More patients are turning to telehealth and virtual care after the COVID-19 pandemic forced patients and providers to limit in-person contact. Although telehealth utilization has been declining in the U.S. after its pandemic peak, some providers don’t think the industry will return to a largely in-person normal.
“We’ve heard lots of reasons for what’s going on. Patients don’t want it. They want to get back into physical settings,” Tom Kiesau, director and digital leader of the Chartis Group, said at HIMSS21.

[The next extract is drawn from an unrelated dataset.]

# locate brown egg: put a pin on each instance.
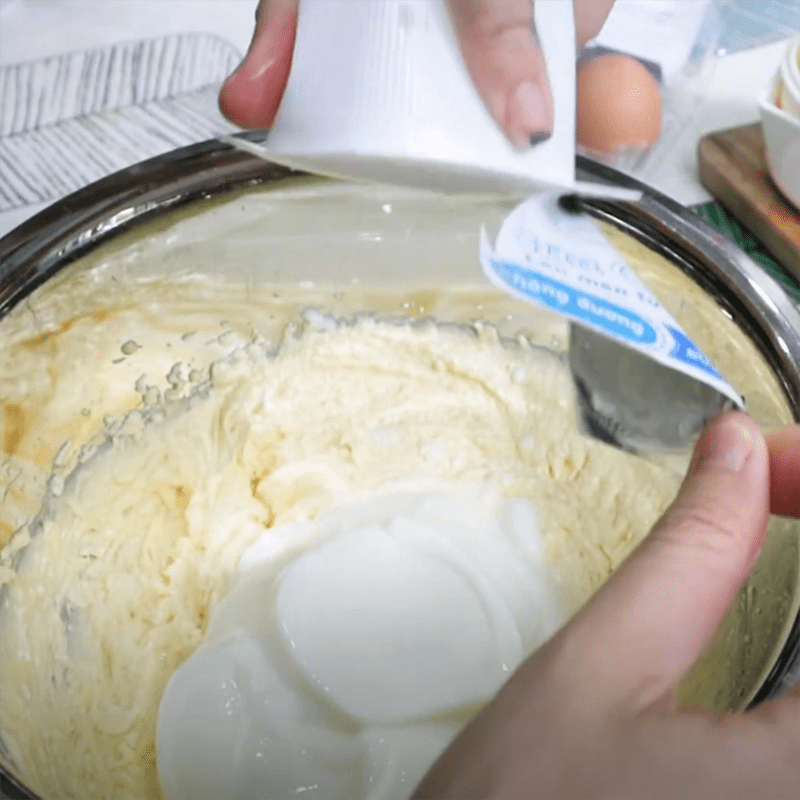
(618, 104)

“What’s really clear is that, according to data, consumers do want it. And you look at the spending and investment outside of our traditional healthcare industry, there is a huge push to serve consumers. … Health systems are forced to not just think about doing digital, but being digital, and incorporating [it] more holistically into their business model and strategy.”
THE LARGER TREND
“We are very fortunate to have so much commercial momentum with 4 in 5 employers choosing our Digital Clinic because of how comprehensive and proven we are,” Hinge cofounder and CEO Daniel Perez told MobiHealthNews in an email after the latest round of funding was announced. “That allowed us to raise a Series D which itself was effectively an IPO from a capital perspective. As such, we’ve got a lot of flexibility to go public on a more flexible timetable in 2022.
“While we are paying keen attention to the innovation around IPO financings, we will likely steer clear of SPACs [special-purpose acquisition companies], and go a more traditional route. Though we will not allow a traditional underpricing by bankers,” he said.

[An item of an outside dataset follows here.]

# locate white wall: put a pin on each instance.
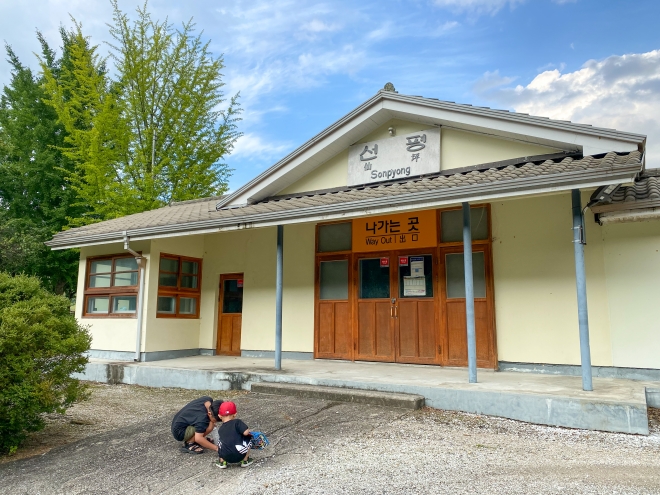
(632, 264)
(535, 293)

The wrnch acquisition is not Hinge’s first purchase this year. In March, it announced a deal with Enso, which makes a non-invasive electrical nerve stimulation device for pain relief.
“We won’t stop investing in technology to deliver the most patient-centered digital clinic that improves member experience and outcomes while reducing costs,” Perez said in a statement. “wrnch allows us to take a giant leap forward in all respects.”